Goiás está entre as cidades que são alvo de uma megaoperação composta por cerca de 1.400 agentes que cumprem, na manhã desta quinta-feira (28), mandados de busca, apreensão e prisão para desarticular um esquema criminoso no setor de combustíveis, comandado por integrantes da facção criminosa Primeiro Comando da Capital (PCC).
A megaoperação Carbono Oculto acontece em São Paulo, Espírito Santo, Goiás, Mato Grosso do Sul, Mato Grosso, Paraná, Rio de Janeiro e Santa Catarina. Segundo as investigações, pessoas físicas e jurídicas são suspeitos da prática de crimes contra a ordem econômica, adulteração de combustíveis, crimes ambientais, lavagem de dinheiro, fraude fiscal e estelionato.
De acordo com as autoridades, a ação cumpre 350 mandados judiciais, entre prisões e buscas, em diferentes cidades goianas. Os alvos são empresários, distribuidores e postos de combustíveis que, segundo a apuração, estariam ligados a uma rede criminosa voltada para a lavagem de dinheiro e evasão fiscal.

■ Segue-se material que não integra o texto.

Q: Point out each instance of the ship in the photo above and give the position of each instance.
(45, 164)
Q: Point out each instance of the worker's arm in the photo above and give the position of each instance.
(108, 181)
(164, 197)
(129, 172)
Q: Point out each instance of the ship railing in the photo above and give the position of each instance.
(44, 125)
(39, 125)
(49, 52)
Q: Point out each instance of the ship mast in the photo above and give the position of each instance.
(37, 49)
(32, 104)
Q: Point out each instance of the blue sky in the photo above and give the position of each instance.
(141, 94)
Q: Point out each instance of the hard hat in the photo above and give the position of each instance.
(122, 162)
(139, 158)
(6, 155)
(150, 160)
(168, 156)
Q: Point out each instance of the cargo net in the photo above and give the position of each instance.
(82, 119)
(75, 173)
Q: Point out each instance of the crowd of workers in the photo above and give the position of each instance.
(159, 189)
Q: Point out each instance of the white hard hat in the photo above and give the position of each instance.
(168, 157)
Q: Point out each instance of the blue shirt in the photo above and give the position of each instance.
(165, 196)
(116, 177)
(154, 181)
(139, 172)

A Operação Carbono Oculto é integrada por membros do Ministério Público de São Paulo (MP-SP), por meio do Grupo de Atuação Especial de Combate ao Crime Organizado (GAECO), Ministério Público Federal (MPF) – por meio do Grupo de Atuação Especial de Combate ao Crime Organizado (GAECO), das Polícia Federal, das Civil e Militar de São Paulo. As equipes se espalharam por endereços estratégicos, incluindo transportadoras e empresas suspeitas de servirem como fachada para o desvio de recursos. Órgãos como Receita Federal do Brasil, Secretaria da Fazenda e Planejamento do Estado de São Paulo, Agência Nacional do Petróleo (ANP) e Procuradoria-Geral do Estado de São Paulo (PGE/SP) – por meio do Grupo de Atuação Especial para Recuperação Fiscal (GAERFIS) – também participam da mega-operação nesta quinta-feira (28). O cumprimento dos mandados também tem ajuda dos ministérios públicos dos estados.
O objetivo, segundo os investigadores, é desarticular a estrutura financeira que dava sustentação ao grupo criminoso, garantindo vantagens ilegais no mercado e concorrência desleal com empresários que atuam dentro da lei.
As autoridades destacam que a investigação tem grande impacto para Goiás, já que o esquema movimentava cifras bilionárias e afetava diretamente a arrecadação estadual. O valor sonegado, estimado em mais de R$ 7 bilhões, representa um rombo significativo para os cofres públicos.
Além das prisões, a operação prevê bloqueios judiciais de bens e o sequestro de patrimônios obtidos de forma ilícita.
O esquema
De acordo com a força-tarefa, um dos principais eixos da fraude investigada passa pela importação irregular de metanol. O produto, que chega ao país pelo Porto de Paranaguá (PR), não é entregue aos destinatários indicados nas notas fiscais. Em vez disso, é desviado e transportado clandestinamente, com documentação fraudulenta e em desacordo com normas de segurança, colocando em risco motoristas, pedestres e o meio ambiente. O metanol, altamente inflamável e tóxico, é direcionado a postos e distribuidoras, nos quais é utilizado para adulterar combustíveis, gerando lucros bilionários à organização criminosa.
Os investigadores identificaram mais de 300 postos de combustíveis do país que atuam nessas fraudes. Segundo eles, consumidores estariam pagando por volumes inferiores ao informado pelas bombas (fraude quantitativa) ou por combustíveis adulterados fora das especificações técnicas exigidas pela ANP (fraude qualitativa).
Proprietários de postos de gasolina que venderam seus estabelecimentos comerciais para a rede criminosa também não receberam os valores da transação e foram ameaçados de morte, caso fizessem qualquer tipo de cobrança. “O produto e proveito das infrações econômicas e penais foram realocados em uma complexa rede de interpostas pessoas que ocultam os verdadeiros beneficiários em camadas societárias e financeiras, especialmente em shell companies, fundos de investimento e instituições de pagamento”, explicam os membros do MP-SP.